Interaction between resveratrol and VEEV envelope glycoproteins. (A) Overview of VEEV E1 and E2 proteins, indicating the viewing angles corresponding to the following panel (B–D). Red arrows indicate the positions of resveratrol, and E1 and E2 are labeled in indigo and gold, respectively. (E) Viral attachment and entry were determined by quantifying the VEEV RNA inside cells at 16 h.p.i. in the presence or absence of resveratrol. ** p < 0.01 compared to viral control (VC) by one-way ANOVA.

Figure 5

The AKT pathway in VEEV-infected cells after resveratrol treatment. (A) Indicated protein level changes in AKT signaling pathways tested at 1, 3, and 6 h.p.i. by Western blot analysis with or without 125 μM of resveratrol along with VEEV-TC-83 infection at an MOI of 0.1. (B) The phosphorylation levels of AKT in VEEV-infected cells at 1 h.p.i. after resveratrol treatment at various concentrations and (C) the band intensities of AKT, GSK-3α, and GSK-3β were quantified with Quantity One analysis software from Bio-Rad Inc. (D) The fluorescent distributions of VEEV glycoprotein (GP) in green and cellular total AKT proteins in red were visualized in mock or VEEV-infected cells at an MOI of 0.5 and 4 h.p.i.

Figure 6

The broad-spectrum antiviral activity exerted by resveratrol.
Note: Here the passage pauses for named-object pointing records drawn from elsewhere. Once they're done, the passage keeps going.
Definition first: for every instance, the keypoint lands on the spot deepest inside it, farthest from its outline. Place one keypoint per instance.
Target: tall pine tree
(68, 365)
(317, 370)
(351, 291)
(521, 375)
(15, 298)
Viral titers of Sindbis virus (SINV), chikungunya virus (CHIKV), Rift valley fever virus (RVFV), and Zika virus (ZIKV) were evaluated at 24 h.p.i. after resveratrol treatment at concentrations from 0 to 200 μM. ND, undetectable. * p < 0.05; ** p < 0.01; *** p < 0.001 compared to no-resveratrol-treated groups by one-way ANOVA.

Figure 7

EC50 and CC50 of resveratrol derivatives against VEEV. Pterostilbene (panel A) and piceatannol (panel B) were used to treat VEEV-TC-83luc (MOI = 0.1)-infected Vero cells at indicated concentrations, followed by measurement of EC50 by viral luciferase activity at 16 h post-infection (C,D). CC50 values were determined (E,F) via quantifying cellular ATP levels. The figures were plotted following the normalizing toward tissue or viral control groups.